Named in the 198.7-million-dollar suit are Madoff's brother Peter, sons Mark and Andrew, and niece Shana, who all worked for the former Nasdaq chairman at Bernard L. Madoff Investment Securities (BLMIS).
The trustee, Irving Picard, accused the family members in the civil lawsuit filed in a New York federal bankruptcy court of being "completely derelict" in their duties.
"As a result, they either failed to detect or failed to stop the fraud, thereby enabling and facilitating the Ponzi scheme at BLMIS," Picard said in a statement.
"Simply put, if the family members had been doing their jobs -- honestly and faithfully -- the Madoff Ponzi scheme might never have succeeded, or continued for so long."
Picard is responsible for finding where billions of dollars of investors' money vanished in a decades-long Ponzi -- or pyramid -- scheme, so that victims can be compensated.
The family members have said they knew nothing of Madoff's activities.
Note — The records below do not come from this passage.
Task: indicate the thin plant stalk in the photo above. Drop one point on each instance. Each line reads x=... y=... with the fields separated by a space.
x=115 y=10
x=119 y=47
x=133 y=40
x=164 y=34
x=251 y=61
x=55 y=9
The Wall Street swindler earlier this year received the maximum 150-year prison sentence for his crimes.
Picard alleged that "BLMIS was operated as if it were the family piggy bank."
The accused relatives of Madoff, he said, "took huge sums of money out of BLMIS to fund personal business ventures and personal expenses such as homes, cars, and boats."
Investors' money was spent on everything from multi-million-dollar vacation homes to restaurant bills, he said.
Peter Madoff was chief compliance officer at the company, while Madoff's sons Mark and Andrew were joint heads of trading at their father's firm. Shana Madoff worked as a lawyer.
On Sunday, Picard said the net was widening in the search for the missing money and that some supposed victims may be targeted for profits they made during the scheme.
"We've found that there have been quite a few people who have gotten out more than they put in," Picard said.
Just before his arrest in December last year, Madoff sent clients a statement claiming his fund was worth about 64.8 billion dollars.
Picard estimated the fund in reality contained 36 billion dollars. Half of this was disbursed before the collapse, while the other 18 billion dollars disappeared, he said.
So far, Picard has snared just 1.5 billion dollars, including revenues from such easy targets as luxury residences in Manhattan, Long Island and Florida kept by Madoff and his wife Ruth.
Now he is concentrating on Madoff's inner circle.
"Whether or not they have a criminal problem we will pursue them as far as we can pursue them," Picard warned. "If that leads to bankrupting them -- then that's what will happen."